The crux of this statement lies in the definition of IT security. According to ZDNet, IT security is defined as, "the protection of data, networks, and computing power." You can look at almost any definition and get a similar description. Isn't this what we prepare a business continuity program for?

 

So by not having a Business Continuity Program in place, we put our assets, our people, and our stakeholders at risk. Kern also believes that, "viewing BCP as just an insurance policy is dangerous. A fully supported BCP is an essential business and IT security process." A good Business Continuity Program starts at the top. It must have the buy-in of the board of directors, senior management, all the way down to the people who execute the plan. In other words, business continuity is everyone's responsibility because business continuity is a part of security.

 

Kern also commented that, "some organizations are satisfied with the illusion of a BCP. Having vague BCP and security policies that are rarely enforced is risky.

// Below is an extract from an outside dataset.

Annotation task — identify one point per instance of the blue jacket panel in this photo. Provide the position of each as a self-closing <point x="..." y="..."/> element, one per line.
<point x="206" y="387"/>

Companies should adopt internal BCP quality standards that reflect the needs of the business. The most effective continuity plans are built from the ground up after the completion of a thorough Business Impact Analysis (BIA). The establishment of Recovery Time Objectives and Recovery Point Objectives, as well as business process application and system mapping, to identify internal and external dependencies, is critical in the development of an effective BCP."


 

As a professional who has developed, implemented, exercised and audited many continuity programs, I can tell you that some IT executives regard BCP and disaster recovery planning as a necessary evil. It is viewed as a requirement by boards of directors and stakeholders, but may have little value if not properly administered. Every IT security program should include both business and IT components.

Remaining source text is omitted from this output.